Shils also goes on to argue that although “Academic freedom includes political freedom,” it is nonetheless “desirable that teachers should not expound their own political or moral preferences and values in their classes,” and, if they do, that “they should take care to distinguish evaluative judgments from their statements of fact.”

The point is that academic life, like the rest of social life, unfolds within a frame of rules and permissions. At one end, there are things that one must (or must not) do; at the other end, there is rule of whim. The middle range, in which behavior is neither explicitly governed by rules but is not entirely free, is that realm governed by what the British jurist John Fletcher Moulton, writing (in The Atlantic  as it happens) in the early 1920s, called “Obedience to the Unenforceable.”  It is a realm in which not law, not caprice, but virtues such as duty, fairness, judgment, and taste hold sway.
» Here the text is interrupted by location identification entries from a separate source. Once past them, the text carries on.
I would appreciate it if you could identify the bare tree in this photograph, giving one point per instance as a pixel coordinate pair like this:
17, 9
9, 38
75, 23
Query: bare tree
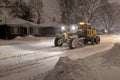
37, 6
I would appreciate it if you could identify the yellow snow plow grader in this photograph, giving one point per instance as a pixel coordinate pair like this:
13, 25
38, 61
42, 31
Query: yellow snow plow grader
84, 34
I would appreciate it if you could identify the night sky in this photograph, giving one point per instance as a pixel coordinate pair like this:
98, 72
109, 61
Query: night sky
115, 1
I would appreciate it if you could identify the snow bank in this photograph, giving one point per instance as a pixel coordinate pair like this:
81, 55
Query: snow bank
67, 69
30, 37
19, 37
113, 55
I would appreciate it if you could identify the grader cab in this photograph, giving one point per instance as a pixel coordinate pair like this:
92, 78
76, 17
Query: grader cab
84, 34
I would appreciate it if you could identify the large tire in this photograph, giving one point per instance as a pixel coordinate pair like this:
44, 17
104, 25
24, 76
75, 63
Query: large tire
97, 40
85, 41
58, 41
72, 43
93, 41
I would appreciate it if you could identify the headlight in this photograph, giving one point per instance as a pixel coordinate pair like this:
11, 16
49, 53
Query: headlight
106, 31
74, 27
62, 28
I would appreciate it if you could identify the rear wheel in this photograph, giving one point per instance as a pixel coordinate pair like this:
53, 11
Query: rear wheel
93, 41
58, 41
85, 41
97, 40
73, 43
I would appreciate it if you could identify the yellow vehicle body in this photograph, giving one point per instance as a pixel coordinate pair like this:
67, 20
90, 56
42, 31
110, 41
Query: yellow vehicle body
85, 33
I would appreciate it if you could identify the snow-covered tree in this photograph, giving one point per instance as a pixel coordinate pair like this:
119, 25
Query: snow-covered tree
108, 15
18, 8
66, 8
37, 6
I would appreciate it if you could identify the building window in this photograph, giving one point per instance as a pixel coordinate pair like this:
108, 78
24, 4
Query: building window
31, 30
12, 30
19, 30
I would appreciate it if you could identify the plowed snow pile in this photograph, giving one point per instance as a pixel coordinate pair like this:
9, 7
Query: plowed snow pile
67, 69
30, 37
19, 37
113, 55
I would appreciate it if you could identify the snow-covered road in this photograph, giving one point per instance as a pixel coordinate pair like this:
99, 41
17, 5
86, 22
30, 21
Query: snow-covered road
29, 59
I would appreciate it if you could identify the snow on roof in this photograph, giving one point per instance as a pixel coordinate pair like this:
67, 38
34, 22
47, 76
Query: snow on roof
49, 24
17, 21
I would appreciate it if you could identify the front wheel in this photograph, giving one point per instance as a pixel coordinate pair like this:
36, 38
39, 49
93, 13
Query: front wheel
58, 41
73, 43
97, 39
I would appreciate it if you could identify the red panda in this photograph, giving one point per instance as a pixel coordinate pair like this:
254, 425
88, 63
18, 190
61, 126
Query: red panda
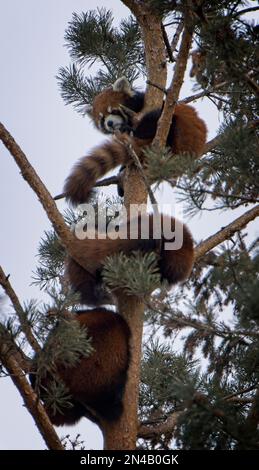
174, 264
96, 384
187, 134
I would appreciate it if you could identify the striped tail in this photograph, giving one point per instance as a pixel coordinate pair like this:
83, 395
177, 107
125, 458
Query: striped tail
79, 184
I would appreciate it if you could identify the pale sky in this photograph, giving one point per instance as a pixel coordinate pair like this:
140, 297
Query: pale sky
53, 136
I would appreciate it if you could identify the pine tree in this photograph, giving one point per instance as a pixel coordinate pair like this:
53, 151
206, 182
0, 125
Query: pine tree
207, 395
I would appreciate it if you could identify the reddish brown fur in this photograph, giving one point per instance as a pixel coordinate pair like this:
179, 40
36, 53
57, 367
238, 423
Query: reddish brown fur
89, 169
175, 265
187, 134
97, 382
107, 98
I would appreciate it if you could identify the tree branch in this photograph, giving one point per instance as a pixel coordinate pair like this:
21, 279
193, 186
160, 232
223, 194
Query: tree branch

In a word, it is the “domain of Manners,” which “covers all cases of right doing where there is no one to make you do it but yourself.”

A good index of the health of any social institution, Moulton argued, is its allegiance to the strictures that define this middle realm. “In the changes that are taking place in the world around us,” he wrote, “one of those which is fraught with grave peril is the discredit into which this idea of the middle land is falling.” One example was the abuse of free speech in political debate: “We have unrestricted freedom of debate,” say the radicals [in Moulton’s analogy]: “We will use it so as to destroy debate.”

The repudiation of obedience to the unenforceable is at the center of what makes academic life (and not only academic life) today so noxious. The contraction of the “domain of Manners” creates a vacuum that is filled on one side by increasing regulation — speech codes, rules for all aspects of social life, efforts to determine by legislation (from the right as well as from the left) what should follow freely from responsible behavior — and on the other side by increased license. More and more, it seems, academia (like other aspects of elite cultural life) has reneged on its compact with society.

That, to my mind, is the deeply disturbing lesson of the infantilized bad-behavior recently on display at Yale, Middlebury, Berkeley, Evergreen, and elsewhere. I am not sure that Professor Healy’s nuanced essay registers that lesson with sufficient vigor.